(BIVN) – Kīlauea volcano is not erupting, and scientists have measured a slight increase in seismicity in the summit region over the past day.
The Kīlauea Volcano Alert Level remains at ADVISORY. After several days of lower earthquake rates, the USGS Hawaiian Volcano Observatory says moderate seismicity has returned to the summit, with activity focused in two clusters just south and southeast of the Kaluapele caldera.
Seismicity has also slightly increased in the upper East Rift Zone and Southwest Rift Zone, scientists report. No unusual activity has been noted along the middle and lower sections of Kīlauea’s East Rift Zone.
In Hawaiʻi Volcanoes National Park, only the Mauna Iki Trail is closed due to the volcanic unrest.
From the USGS HVO update issued on Wednesday morning:
Summit Observations: Seismicity in Kīlauea’s summit region has seen a slight increase over the past day, after several days of lower earthquake rates. Activity has been focused in two clusters just south and southeast of Kaluapele, the volcano’s summit caldera. Most of these earthquakes have had magnitudes below M2.0, but a handful of events have occurred in the M2.0–M3.0 range. Seismicity has not reached the levels that immediately preceded recent summit eruptions at Kīlauea.
The Uēkahuna summit tiltmeter—located northwest of the caldera—has tracked no significant tilt changes since midday yesterday, when there was a brief period of minor inflation. The Sand Hill tiltmeter—located southwest of the caldera—has begun tracking northwest-directed tilt over the past couple days.
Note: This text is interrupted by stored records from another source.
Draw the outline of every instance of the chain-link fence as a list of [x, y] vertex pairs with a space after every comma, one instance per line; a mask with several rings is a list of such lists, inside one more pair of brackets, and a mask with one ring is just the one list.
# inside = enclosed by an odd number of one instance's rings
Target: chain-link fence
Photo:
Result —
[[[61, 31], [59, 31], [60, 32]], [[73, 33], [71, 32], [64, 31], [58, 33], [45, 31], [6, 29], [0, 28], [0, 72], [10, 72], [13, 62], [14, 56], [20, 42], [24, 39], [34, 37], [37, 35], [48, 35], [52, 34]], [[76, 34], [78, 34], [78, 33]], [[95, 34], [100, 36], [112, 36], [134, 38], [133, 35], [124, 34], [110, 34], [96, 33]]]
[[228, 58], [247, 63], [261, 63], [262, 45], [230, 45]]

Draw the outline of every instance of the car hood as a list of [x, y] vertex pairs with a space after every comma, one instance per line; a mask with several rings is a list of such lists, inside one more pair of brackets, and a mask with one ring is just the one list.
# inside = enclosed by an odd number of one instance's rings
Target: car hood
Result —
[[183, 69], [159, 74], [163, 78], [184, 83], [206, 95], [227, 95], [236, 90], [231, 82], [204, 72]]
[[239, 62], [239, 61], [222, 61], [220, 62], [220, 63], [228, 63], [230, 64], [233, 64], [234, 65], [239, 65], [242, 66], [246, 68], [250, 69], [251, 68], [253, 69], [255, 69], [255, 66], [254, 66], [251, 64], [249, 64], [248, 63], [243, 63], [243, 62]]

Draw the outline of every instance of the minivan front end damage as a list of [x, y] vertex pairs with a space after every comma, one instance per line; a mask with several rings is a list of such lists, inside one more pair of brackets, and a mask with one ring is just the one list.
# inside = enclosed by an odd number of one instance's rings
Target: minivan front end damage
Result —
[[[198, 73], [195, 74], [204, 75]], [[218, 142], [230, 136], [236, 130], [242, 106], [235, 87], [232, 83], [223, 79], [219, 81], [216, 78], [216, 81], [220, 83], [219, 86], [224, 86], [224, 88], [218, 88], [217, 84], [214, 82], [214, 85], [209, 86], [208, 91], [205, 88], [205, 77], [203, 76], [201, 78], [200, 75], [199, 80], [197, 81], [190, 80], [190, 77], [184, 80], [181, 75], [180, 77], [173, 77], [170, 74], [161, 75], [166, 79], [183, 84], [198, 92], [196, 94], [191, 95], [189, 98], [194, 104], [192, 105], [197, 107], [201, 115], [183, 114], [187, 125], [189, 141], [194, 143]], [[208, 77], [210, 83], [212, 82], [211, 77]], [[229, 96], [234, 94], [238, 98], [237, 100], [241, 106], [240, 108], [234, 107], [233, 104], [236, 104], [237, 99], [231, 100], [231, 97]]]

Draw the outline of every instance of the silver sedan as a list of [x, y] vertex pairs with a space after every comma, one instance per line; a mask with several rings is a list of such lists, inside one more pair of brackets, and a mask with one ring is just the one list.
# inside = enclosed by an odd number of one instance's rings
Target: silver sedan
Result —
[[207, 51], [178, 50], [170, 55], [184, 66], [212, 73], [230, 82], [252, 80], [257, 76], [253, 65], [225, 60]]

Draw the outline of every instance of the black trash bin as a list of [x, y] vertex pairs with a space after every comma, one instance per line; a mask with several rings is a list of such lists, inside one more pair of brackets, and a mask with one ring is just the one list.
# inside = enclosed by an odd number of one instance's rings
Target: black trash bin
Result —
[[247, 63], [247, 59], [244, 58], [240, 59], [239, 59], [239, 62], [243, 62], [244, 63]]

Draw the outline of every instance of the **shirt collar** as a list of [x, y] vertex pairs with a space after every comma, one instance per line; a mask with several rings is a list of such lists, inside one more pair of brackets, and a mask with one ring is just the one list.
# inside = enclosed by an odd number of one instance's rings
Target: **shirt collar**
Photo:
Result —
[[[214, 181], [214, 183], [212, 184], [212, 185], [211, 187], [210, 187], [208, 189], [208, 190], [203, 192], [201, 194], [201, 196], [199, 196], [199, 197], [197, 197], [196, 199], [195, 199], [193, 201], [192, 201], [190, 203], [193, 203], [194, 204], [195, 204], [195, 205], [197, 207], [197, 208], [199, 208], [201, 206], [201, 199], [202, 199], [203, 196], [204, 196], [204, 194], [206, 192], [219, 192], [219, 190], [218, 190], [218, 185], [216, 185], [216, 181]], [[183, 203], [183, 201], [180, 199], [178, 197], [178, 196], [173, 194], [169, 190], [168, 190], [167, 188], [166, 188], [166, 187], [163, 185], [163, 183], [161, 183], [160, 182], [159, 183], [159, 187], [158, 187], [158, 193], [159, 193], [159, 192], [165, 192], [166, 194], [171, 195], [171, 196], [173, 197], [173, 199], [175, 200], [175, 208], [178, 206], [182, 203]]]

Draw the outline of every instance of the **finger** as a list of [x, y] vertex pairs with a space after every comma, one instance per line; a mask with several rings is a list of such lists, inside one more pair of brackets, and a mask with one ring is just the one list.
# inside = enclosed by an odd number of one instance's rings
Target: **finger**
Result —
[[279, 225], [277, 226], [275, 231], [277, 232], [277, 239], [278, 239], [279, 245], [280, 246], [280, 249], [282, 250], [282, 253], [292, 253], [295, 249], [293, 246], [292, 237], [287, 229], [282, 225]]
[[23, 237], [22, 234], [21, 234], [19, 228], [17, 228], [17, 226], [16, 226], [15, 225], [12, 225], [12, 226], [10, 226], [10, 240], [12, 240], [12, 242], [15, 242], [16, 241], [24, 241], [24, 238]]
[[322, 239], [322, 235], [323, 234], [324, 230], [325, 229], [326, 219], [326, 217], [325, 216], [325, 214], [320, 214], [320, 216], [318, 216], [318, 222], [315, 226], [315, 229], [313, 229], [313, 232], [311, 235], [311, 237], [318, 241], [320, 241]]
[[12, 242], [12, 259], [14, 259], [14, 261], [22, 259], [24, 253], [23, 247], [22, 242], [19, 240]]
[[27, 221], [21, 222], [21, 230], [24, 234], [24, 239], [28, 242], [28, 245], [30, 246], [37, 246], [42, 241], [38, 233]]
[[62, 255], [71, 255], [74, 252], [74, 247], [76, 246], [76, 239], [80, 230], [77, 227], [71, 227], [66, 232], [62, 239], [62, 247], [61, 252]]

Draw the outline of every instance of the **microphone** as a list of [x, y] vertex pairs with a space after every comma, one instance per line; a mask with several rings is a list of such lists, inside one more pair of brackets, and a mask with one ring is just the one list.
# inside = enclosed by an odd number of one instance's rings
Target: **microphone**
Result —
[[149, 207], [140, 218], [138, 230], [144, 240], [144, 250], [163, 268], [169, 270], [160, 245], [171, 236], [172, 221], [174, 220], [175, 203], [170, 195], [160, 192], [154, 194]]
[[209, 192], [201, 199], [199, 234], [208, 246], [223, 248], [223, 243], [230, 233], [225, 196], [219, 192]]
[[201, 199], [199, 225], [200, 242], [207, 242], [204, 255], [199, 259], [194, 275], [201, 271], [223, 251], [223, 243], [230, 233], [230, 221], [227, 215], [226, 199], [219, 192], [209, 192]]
This is indicative of inflation to the south of Kaluapele, and it was a commonly observed signal in October and November 2023. Overall, the summit of Kīlauea remains at a high level of inflation; relative tilt is above the level reached prior to the most recent eruption in September 2023, and it is higher than at any time since the 2018 eruption.
Sulfur dioxide (SO2) gas emission rates remain low. Field measurements indicated an SO2 emission rate of approximately 70 tonnes per day on December 5, which was similar to measurements in October and November.
There are currently no signs of an imminent eruption, but the summit region remains unsettled, with a high level of inflation and continued seismic activity. The onsets of previous summit eruptions have been marked by strong swarms of earthquakes caused by the emplacement of a dike 1–2 hours before the appearance of lava, and these swarms are not being detected at this time.
Scientists continue to repeat that the volcanic unrest “may continue to wax and wane with fluctuating input of magma to the area, and eruptive activity could occur in the near future with little or no warning.”